Signature-Based Computational Drug Repurposing for Amyotrophic Lateral Sclerosis
Thomas Papikinos1, Marios G Krokidis2, Aris Vrahatis2
1Department of Informatics, Bioinformatics and Human Electrophysiology Laboratory, Ionian University, Corfu, Greece. c20papi@ionio.gr.
Advances in Experimental Medicine and Biology
|July 24, 2023
Summary
Drug repurposing for Amyotrophic Lateral Sclerosis (ALS) identified potential therapeutics by analyzing gene expression data. These compounds may reverse disease signatures and warrant further experimental investigation.
Area of Science:
- Neuroscience
- Genomics
- Pharmacology
Background:
- Amyotrophic lateral sclerosis (ALS) is a fatal neurodegenerative disease with limited treatment options.
- Drug repurposing offers a promising strategy to identify new therapies for ALS.
Purpose of the Study:
- To identify existing drugs that could be repurposed for ALS treatment.
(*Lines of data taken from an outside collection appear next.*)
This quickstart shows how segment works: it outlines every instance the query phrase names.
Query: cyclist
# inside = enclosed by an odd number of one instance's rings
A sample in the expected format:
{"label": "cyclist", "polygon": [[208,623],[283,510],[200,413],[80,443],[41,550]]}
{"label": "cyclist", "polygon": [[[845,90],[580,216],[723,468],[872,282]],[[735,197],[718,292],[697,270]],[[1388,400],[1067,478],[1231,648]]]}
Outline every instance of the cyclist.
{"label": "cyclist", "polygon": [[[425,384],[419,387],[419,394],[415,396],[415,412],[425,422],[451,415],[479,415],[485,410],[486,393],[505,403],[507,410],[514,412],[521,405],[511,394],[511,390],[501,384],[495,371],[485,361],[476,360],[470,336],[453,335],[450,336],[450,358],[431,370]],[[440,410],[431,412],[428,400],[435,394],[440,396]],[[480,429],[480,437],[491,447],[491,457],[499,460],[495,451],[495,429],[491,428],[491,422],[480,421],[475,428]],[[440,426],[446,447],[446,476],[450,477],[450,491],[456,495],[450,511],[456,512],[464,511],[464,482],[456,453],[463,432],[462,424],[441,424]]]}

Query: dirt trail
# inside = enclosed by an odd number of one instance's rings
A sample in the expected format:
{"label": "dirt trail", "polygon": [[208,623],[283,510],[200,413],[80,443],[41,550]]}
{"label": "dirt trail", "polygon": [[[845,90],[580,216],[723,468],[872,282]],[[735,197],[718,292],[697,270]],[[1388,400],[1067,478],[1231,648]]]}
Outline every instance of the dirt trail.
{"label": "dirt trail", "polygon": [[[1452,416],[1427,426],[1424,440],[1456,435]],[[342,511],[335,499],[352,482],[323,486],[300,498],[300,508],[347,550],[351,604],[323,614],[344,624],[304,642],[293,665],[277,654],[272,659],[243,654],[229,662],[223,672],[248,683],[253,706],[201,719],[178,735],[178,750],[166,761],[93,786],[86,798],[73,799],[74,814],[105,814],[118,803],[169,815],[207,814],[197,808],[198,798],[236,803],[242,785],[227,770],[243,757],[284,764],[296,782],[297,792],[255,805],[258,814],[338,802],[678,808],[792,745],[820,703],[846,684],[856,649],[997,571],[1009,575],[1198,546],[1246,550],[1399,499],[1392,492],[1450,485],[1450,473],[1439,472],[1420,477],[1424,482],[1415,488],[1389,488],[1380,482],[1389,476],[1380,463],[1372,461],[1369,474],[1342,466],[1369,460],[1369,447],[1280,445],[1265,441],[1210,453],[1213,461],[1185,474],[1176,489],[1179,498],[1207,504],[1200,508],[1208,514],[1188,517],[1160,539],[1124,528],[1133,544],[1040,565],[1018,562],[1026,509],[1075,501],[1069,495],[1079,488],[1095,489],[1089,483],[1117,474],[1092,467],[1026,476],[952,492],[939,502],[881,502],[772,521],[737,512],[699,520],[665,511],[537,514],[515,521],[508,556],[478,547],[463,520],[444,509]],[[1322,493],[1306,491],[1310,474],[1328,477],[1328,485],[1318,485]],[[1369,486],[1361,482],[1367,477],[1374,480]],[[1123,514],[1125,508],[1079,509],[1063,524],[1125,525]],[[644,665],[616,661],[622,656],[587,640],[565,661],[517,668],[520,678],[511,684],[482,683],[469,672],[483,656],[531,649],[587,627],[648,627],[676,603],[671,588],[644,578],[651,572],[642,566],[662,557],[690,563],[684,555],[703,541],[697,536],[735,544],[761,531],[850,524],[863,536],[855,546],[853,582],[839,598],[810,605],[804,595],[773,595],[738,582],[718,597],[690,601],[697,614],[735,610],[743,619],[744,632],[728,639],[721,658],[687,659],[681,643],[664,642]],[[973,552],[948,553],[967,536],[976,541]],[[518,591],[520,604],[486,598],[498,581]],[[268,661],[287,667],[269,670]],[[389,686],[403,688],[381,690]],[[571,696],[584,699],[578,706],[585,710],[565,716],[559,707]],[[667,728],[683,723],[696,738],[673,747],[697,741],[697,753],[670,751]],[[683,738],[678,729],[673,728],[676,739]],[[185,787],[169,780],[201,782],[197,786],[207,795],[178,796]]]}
- To leverage gene expression signatures and computational databases for drug discovery.
Main Methods:
- Utilized Connectivity Map (CMAP) and L1000CDS2 databases containing gene expression profiles.
- Obtained ALS gene expression signature from muscle biopsy specimens.
- Queried databases with differentially expressed genes to find compounds reversing the ALS signature.
Main Results:
- Identified potent compounds and compound classes predicted to reverse ALS-associated gene expression patterns.
- Clustered identified compounds based on chemical structure and known treatments.
- Predicted that most compounds affect pathways crucial to ALS pathogenesis.
Conclusions:
- Identified promising drug candidates for ALS through computational analysis.
- These candidates are suitable for further in vitro and in vivo experimental validation.
- This study supports drug repurposing as a viable strategy for ALS therapeutics.